Jul 23, 2014

TWS Wednesday Writing Challenge 7.23.2014

Set your timer to 10 minutes and start writing. Your opening sentence should be 

"It was a very large bowl of fruit and as I waited I looked at it wondering..." 

Remember you can write in any style or format. When you are finished cut and paste your 10 min piece in the comment thread below OR put a link to your own blog or area where you write online.


  1. Anonymous11:38:00 AM

    It was a very large bowl of fruit and as I waited I looked at it wondering if it could possibly be real, to be placed here so tantalising and ostentatious, brazen yet not brass, the closest most people these days got to fruit. It must be fake. Either that or it was some obscure kind of test, the sort you heard about where the actual interview counted for nothing, just how you responded to the fruit.

    I continued to stare. The fruit didn't look back, just basked mutely in my admiration and perplexity, giving nothing back. That yellow one was a banana. You could slip on a banana skin, in the old cartoons. Ba-NA-na. I rolled the word around my mouth and tried to imagine the taste, slippery and yellow.

    It seemed inefficient, on the whole, as a means of delivering vitamins. As a decoration, short-lived. Yet precious. It wasn't as if fruit grew on trees, these days.

  2. Anonymous6:54:00 PM

    The apricot seed had evidently lodged itself in his throat, for he leapt from his reverie and bent over his chair in a paroxysm of coughing. No sooner had my sister called for assistance, however, than the glutinous congestion shot to the flagstones. Monsieur Lellouche turned on me, his eyes pricked with tears, and clapped his hand on the table. I retrieved the carafe from the trolley and brought it to him on languid steps. My disinterest earned a violent shudder from the teacups. He snatched away the carafe and held it to his lips; his throat rose and fell with ravenous gulps.
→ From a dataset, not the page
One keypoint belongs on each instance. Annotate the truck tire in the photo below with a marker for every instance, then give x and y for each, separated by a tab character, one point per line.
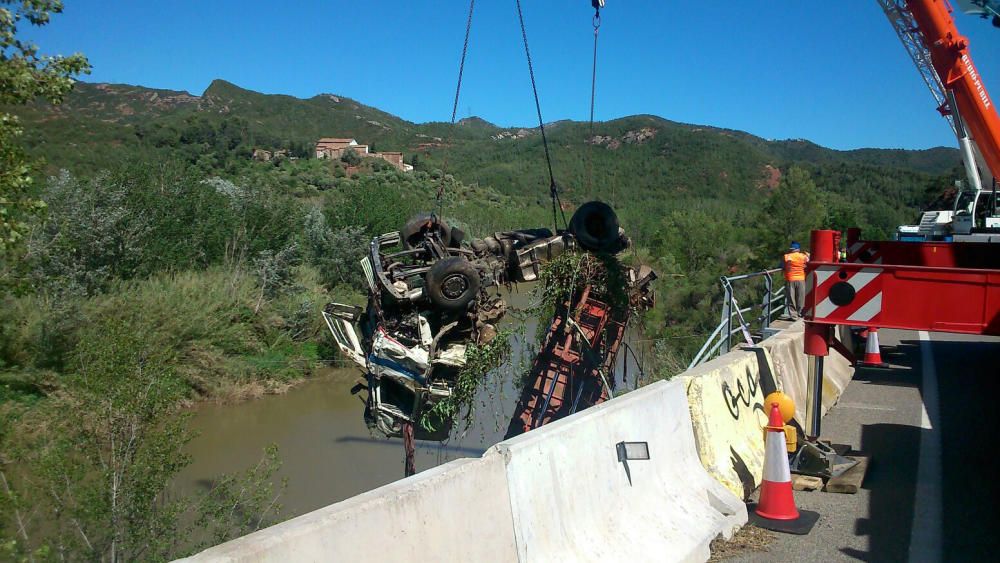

I resumed my place at the table and picked at the grapes, but before I could peel one Stepmother harrumphed through the open door behind us.

  3. It was a very large bowl of fruit and as I waited I looked at it wondering if she’d ever come back.

    Late that night, she left slamming the screen door. It bounced back catching my finger in the wooden frame and banging the knob my into my head. I stood there crying. My older brother Chris consoling me.

    "She’ll come back. She always does,” he tells me.

    But what if she didn’t?

    Had we made her that mad?

    Her favourite mug lay in pieces in the street. She’d forgotten it on the roof of the Dasher as she backed wrecklessly out of the driveway. It was her favourite. Like the one before. And the one before that. Oh, she’d be even madder. Maybe she wouldn’t come back this time.

    Tears streamed down as we sat looked at the painting on black velvet of a bowl of fruit the tenants before us had left leaning against the wall. We’d leave it there too in a couple of days time. If she comes back.